Charles brown musician biography worksheet
This worksheet asks students to analyze the behavior of a character from "A Charlie Brown.
His father was an itinerant cotton picker, and after his mother died when Charles was six months old, his maternal grandmother raised him. She had him playing church music on the piano at the age of four. When he was 10, she encouraged him to study classical piano, but Brown taught himself blues and boogie while she was at church meetings.
His grandmother didn't approve and worked hard to instill in him the importance of education. He graduated in with a degree in chemistry and worked for a year as a high school science teacher before securing a job as a junior chemist at the Pine Bluff Arsenal in Arkansas. Brown left Arkansas because of racial discrimination and moved to California.

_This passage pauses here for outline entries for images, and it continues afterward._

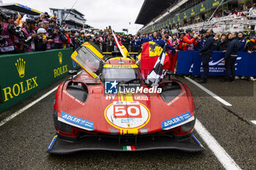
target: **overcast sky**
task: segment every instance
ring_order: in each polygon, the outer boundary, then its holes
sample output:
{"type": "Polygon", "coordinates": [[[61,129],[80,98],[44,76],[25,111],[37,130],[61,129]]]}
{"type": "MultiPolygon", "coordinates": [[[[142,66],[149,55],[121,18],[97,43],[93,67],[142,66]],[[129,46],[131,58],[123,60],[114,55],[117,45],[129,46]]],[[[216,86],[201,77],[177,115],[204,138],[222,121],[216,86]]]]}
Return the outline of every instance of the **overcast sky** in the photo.
{"type": "MultiPolygon", "coordinates": [[[[135,34],[143,26],[135,24],[144,0],[78,0],[74,8],[86,15],[86,24],[100,29],[111,26],[116,31],[128,28],[135,34]],[[129,23],[131,23],[131,25],[129,23]]],[[[49,7],[71,8],[71,0],[3,0],[3,3],[19,3],[41,12],[49,7]]]]}

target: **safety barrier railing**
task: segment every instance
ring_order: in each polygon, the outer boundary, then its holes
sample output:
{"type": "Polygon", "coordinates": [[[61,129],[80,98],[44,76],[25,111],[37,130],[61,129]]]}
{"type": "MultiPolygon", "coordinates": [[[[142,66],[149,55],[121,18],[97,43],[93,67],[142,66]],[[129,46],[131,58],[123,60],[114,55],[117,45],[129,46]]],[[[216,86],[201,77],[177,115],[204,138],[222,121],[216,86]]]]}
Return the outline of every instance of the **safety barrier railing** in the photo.
{"type": "Polygon", "coordinates": [[[78,69],[70,58],[73,50],[0,55],[0,113],[78,69]]]}

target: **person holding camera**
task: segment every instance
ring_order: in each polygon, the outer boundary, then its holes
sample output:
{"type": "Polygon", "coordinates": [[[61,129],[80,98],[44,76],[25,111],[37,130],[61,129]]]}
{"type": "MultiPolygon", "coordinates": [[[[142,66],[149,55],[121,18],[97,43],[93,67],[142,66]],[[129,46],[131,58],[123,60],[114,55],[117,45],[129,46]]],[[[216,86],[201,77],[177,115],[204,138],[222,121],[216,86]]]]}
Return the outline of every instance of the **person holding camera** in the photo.
{"type": "Polygon", "coordinates": [[[203,47],[204,45],[206,44],[206,31],[207,30],[202,29],[200,31],[200,36],[197,38],[198,40],[199,40],[199,42],[198,42],[197,45],[195,46],[195,50],[200,51],[203,47]]]}
{"type": "MultiPolygon", "coordinates": [[[[177,33],[173,33],[172,34],[172,37],[167,40],[167,43],[172,46],[175,50],[178,49],[180,41],[177,38],[178,34],[177,33]]],[[[165,36],[165,38],[167,39],[168,36],[165,36]]],[[[170,50],[167,50],[167,53],[168,54],[168,56],[170,58],[170,71],[172,71],[173,73],[175,72],[175,68],[176,67],[177,60],[178,60],[178,53],[176,51],[175,53],[173,53],[170,50]]]]}
{"type": "Polygon", "coordinates": [[[59,30],[59,26],[55,26],[53,29],[53,33],[51,35],[52,39],[53,39],[51,44],[51,49],[59,49],[62,48],[62,41],[61,36],[62,35],[61,31],[59,30]]]}
{"type": "Polygon", "coordinates": [[[203,48],[199,51],[199,54],[202,55],[203,58],[203,75],[202,79],[198,82],[199,83],[206,83],[207,77],[209,73],[209,60],[214,50],[214,31],[208,29],[206,34],[206,42],[203,48]]]}
{"type": "Polygon", "coordinates": [[[34,28],[36,27],[36,20],[34,18],[28,18],[26,19],[26,27],[22,30],[26,35],[25,43],[28,45],[28,51],[35,51],[36,47],[34,44],[34,39],[37,37],[34,28]]]}
{"type": "Polygon", "coordinates": [[[184,51],[192,51],[194,47],[198,44],[196,39],[198,38],[197,34],[194,34],[192,28],[186,30],[187,34],[182,39],[182,50],[184,51]]]}
{"type": "Polygon", "coordinates": [[[43,28],[37,29],[37,37],[34,39],[36,51],[44,51],[47,49],[46,30],[43,28]]]}
{"type": "Polygon", "coordinates": [[[10,11],[0,10],[0,53],[16,53],[19,49],[15,44],[15,38],[23,39],[22,31],[13,25],[13,13],[10,11]]]}

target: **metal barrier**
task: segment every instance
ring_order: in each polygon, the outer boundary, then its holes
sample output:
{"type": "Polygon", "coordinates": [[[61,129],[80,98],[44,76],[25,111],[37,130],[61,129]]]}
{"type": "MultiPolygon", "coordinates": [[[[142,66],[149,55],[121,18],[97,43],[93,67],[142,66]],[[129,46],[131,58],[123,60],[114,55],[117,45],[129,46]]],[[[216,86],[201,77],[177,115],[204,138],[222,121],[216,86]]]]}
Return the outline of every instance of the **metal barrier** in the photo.
{"type": "Polygon", "coordinates": [[[0,55],[0,113],[67,75],[79,66],[70,58],[73,50],[0,55]]]}
{"type": "MultiPolygon", "coordinates": [[[[103,52],[103,54],[108,55],[108,54],[111,54],[111,53],[110,53],[110,52],[103,52]]],[[[129,54],[131,54],[131,55],[138,55],[138,53],[129,53],[129,54]]]]}

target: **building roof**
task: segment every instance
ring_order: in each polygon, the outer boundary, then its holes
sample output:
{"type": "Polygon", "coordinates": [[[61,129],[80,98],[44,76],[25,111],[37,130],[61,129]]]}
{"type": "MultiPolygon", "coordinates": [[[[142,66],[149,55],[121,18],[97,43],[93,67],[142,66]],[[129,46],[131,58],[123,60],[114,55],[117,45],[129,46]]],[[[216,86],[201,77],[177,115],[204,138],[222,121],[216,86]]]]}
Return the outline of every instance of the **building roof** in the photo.
{"type": "Polygon", "coordinates": [[[59,8],[49,8],[50,10],[61,10],[61,11],[67,11],[67,12],[69,12],[70,11],[72,11],[73,12],[75,13],[77,13],[81,16],[84,16],[84,15],[81,12],[80,12],[79,11],[78,11],[77,9],[59,9],[59,8]]]}
{"type": "Polygon", "coordinates": [[[7,9],[12,11],[17,11],[22,13],[32,15],[38,15],[42,14],[42,12],[34,9],[28,7],[26,6],[18,4],[18,3],[12,3],[12,4],[0,4],[0,8],[7,9]]]}
{"type": "Polygon", "coordinates": [[[146,24],[170,7],[173,0],[145,0],[135,23],[146,24]]]}

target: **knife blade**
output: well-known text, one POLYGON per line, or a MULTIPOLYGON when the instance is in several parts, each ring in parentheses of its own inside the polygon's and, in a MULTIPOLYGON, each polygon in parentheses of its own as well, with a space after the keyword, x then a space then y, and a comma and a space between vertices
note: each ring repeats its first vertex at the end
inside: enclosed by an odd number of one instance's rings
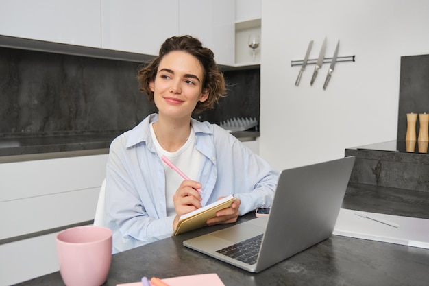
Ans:
POLYGON ((336 47, 335 48, 335 51, 334 52, 334 56, 332 57, 332 61, 331 62, 331 65, 329 67, 329 71, 328 71, 328 74, 326 75, 326 79, 325 80, 325 84, 323 84, 323 89, 326 89, 326 86, 328 86, 328 84, 329 83, 329 80, 331 79, 331 76, 332 73, 334 72, 334 69, 335 69, 335 64, 336 63, 336 57, 338 56, 338 49, 340 47, 340 40, 338 40, 336 43, 336 47))
POLYGON ((322 47, 320 49, 320 53, 319 53, 319 58, 317 59, 317 62, 316 62, 316 67, 315 67, 315 71, 312 73, 312 77, 311 78, 311 82, 310 84, 312 85, 315 82, 315 80, 316 80, 316 77, 317 76, 317 71, 320 68, 321 68, 322 64, 323 64, 323 60, 325 59, 325 49, 326 49, 326 37, 325 37, 325 40, 323 40, 323 43, 322 44, 322 47))
POLYGON ((306 69, 306 66, 307 65, 307 61, 308 61, 308 56, 310 56, 310 52, 311 51, 311 47, 312 47, 312 40, 310 41, 308 44, 308 47, 307 48, 307 52, 306 53, 306 56, 304 58, 304 62, 302 62, 302 65, 301 66, 301 69, 299 70, 299 73, 298 73, 298 78, 297 78, 296 82, 295 82, 295 86, 299 85, 299 81, 301 81, 301 76, 302 75, 302 73, 306 69))

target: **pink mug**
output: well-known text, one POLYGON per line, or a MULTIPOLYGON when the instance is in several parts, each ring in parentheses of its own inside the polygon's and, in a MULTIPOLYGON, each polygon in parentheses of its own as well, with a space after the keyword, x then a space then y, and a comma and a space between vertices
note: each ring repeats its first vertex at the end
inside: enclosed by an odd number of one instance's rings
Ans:
POLYGON ((76 226, 56 237, 60 272, 67 286, 100 286, 112 261, 112 230, 95 226, 76 226))

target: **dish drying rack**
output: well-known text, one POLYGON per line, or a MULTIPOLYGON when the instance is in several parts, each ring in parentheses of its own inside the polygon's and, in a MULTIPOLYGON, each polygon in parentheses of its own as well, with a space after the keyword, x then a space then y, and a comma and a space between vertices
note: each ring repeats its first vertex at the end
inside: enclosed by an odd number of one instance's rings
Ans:
POLYGON ((256 118, 232 118, 221 122, 221 127, 229 132, 245 131, 258 126, 256 118))

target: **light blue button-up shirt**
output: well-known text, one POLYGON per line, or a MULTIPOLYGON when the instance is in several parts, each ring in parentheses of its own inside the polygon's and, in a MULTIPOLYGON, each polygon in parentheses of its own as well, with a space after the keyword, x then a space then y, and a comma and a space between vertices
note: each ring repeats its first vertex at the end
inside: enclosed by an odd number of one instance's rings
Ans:
MULTIPOLYGON (((113 252, 171 236, 175 216, 167 216, 165 175, 151 136, 149 115, 110 145, 106 208, 113 231, 113 252)), ((195 180, 202 184, 202 206, 221 196, 241 200, 240 215, 271 205, 278 172, 217 125, 191 119, 195 147, 204 155, 195 180)), ((171 200, 171 198, 170 198, 171 200)))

He hoped to be employed by the Western Research Lab, but when he got there, he discovered that the position he had applied for had already been filled. Soon after his arrival in California, he received a draft notice and had to return to Texas. In Houston he was granted a medical deferment because of asthma and decided to relocate to California, where there were better opportunities for employment.
Early in his life, Brown was deeply affected by the music of jazz great Art Tatum and his sophisticated approach that blended classical techniques and dynamics with blues and jazz. After moving to Los Angeles in , Brown won first prize at the Lincoln Theater's amateur-night concert and was invited to join The Three Blazers, led by the legendary Johnny Moore, who epitomized the cool, relaxed, West Coast blues piano trio style, often referred to as the "California fusion" sound.
The Three Blazers, with Moore on guitar, Eddie Williams on bass, and Brown on piano, at first played light, swinging instrumental versions of pop standards. Gradually, Brown worked more vocals into the format, giving the trio a more distinctive sound, featuring a melancholy blues quality. They made their first recording backing white pop star Frankie Laine.
Their recording of "Driftin' Blues," composed by Brown, was an immediate success. In the late s Brown left The Three Blazers and began his solo career.